Thursday, December 10, 2015

Rod Stewart & Faces & Keith Richards (1977)

          Classic-rock nerds love nothing more than charting the intricate histories of important bands, and in fact British music journalist Pete Frame found notoriety by creating elaborate hand-drawn outlines called “family trees” that are now considered both collectibles and reference material. Need to know who played bass in Rainbow while Ronnie James Dio was the front man? Pete Frame’s “family tree” for Deep Purple, the group of which Rainbow is a splinter, can answer your question. Consider the preceding a roundabout way of explaining why the minor British concert movie Rod Stewart & Faces & Keith Richards is of passing interest, even though the performance captured within the movie is mediocre, with excellent musicians delivering merely adequate work against a tacky backdrop of potted plants.

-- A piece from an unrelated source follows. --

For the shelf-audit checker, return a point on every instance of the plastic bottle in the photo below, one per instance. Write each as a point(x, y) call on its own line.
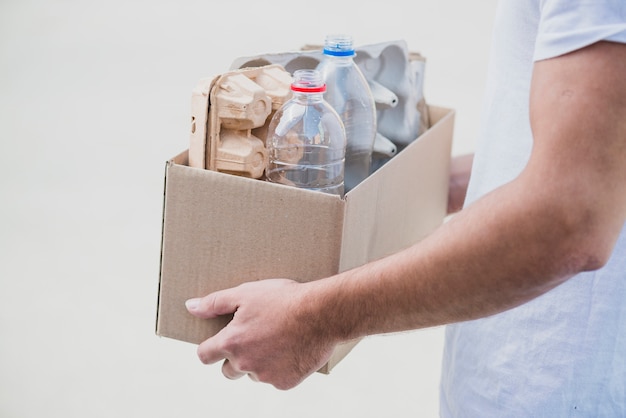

Sometimes marketed as Rod Stewart & Faces—The Final Concert, the movie does indeed depict an ending of sorts, but that's where the whole business of “family trees” enters the discussion.
          In 1969, several members of British Invasion group Small Faces formed a spinoff band called Faces, recruiting singer Rod Stewart and guitarist Ronnie Wood from the Jeff Beck Group. Yet Stewart had already begun his solo career, so the seeds of Faces’ destruction were planted. Membership realigned during the band’s short run, so by the time this concert was filmed—capping the 1974 tour that marked Stewart’s swan song before going solo full-time—the version of Faces onstage was not the same one that emerged in 1969. The addition of guest guitarist Keith Richards during several numbers makes things even more confusing, because Rod Stewart & Faces & Keith Richards plays like a Rod Stewart concert with noteworthy supporting musicians.
          Therefore, the only real significance of the piece stems from the fact that Stewart didn’t play with Faces drummer Kenney Jones (who later spent years in The Who) and Wood (who subsequently joined Richards in the Rolling Stones) until a short reunion set in 2015. Again, it’s the whole “family tree” thing. For music geeks, these milestones are endlessly fascinating. For others, not so much.
          The same is true of the movie itself. Stewart is in fine voice, though his stage antics are lazy and silly. He spends a fair amount of time with his back to the audience, shimmying in his bright yellow pants to display his posterior, and when he closes the show with solo hits “Maggie May” and “You Wear It Well,” he mostly guides the audience through sing-alongs. Stewart also indulges his lifelong passion for Sam Cooke by covering  “Having a Party,” “Twisting the Night Away,” and “You Send Me.” (During one of these numbers, Stewart instructs the string section—yes, Faces hired a string section—to vamp on the chorus for what seems like an endless period of time.) In the film’s most exciting sequences, Faces coalesce into a tight blues/rock combo, grinding through “I’d Rather Go Blind,” “I Used to love Her,” “Sweet Little Rock and Roller,” and the like with aplomb. But does any of it feel essential? Not even close.

Rod Stewart & Faces & Keith Richards: FUNKY


Dale said...

True,it was all over by the time of this show. Rod was eclipsing the band,Wood was tired of Rod and perhaps most of all,Ronnie Lane had left to make his brilliant,ignored solo work with Slim Chance.
I am a rock nerd and family tree climber.

Coyote Cosmonaut said...

Only one member left during the band's run - Ronnie Lane, who departed in 1973 and was replaced by Tetsu Yamauchi. Jesse Ed Davis was then added on rhythm guitar for the band's final US tour in 1975.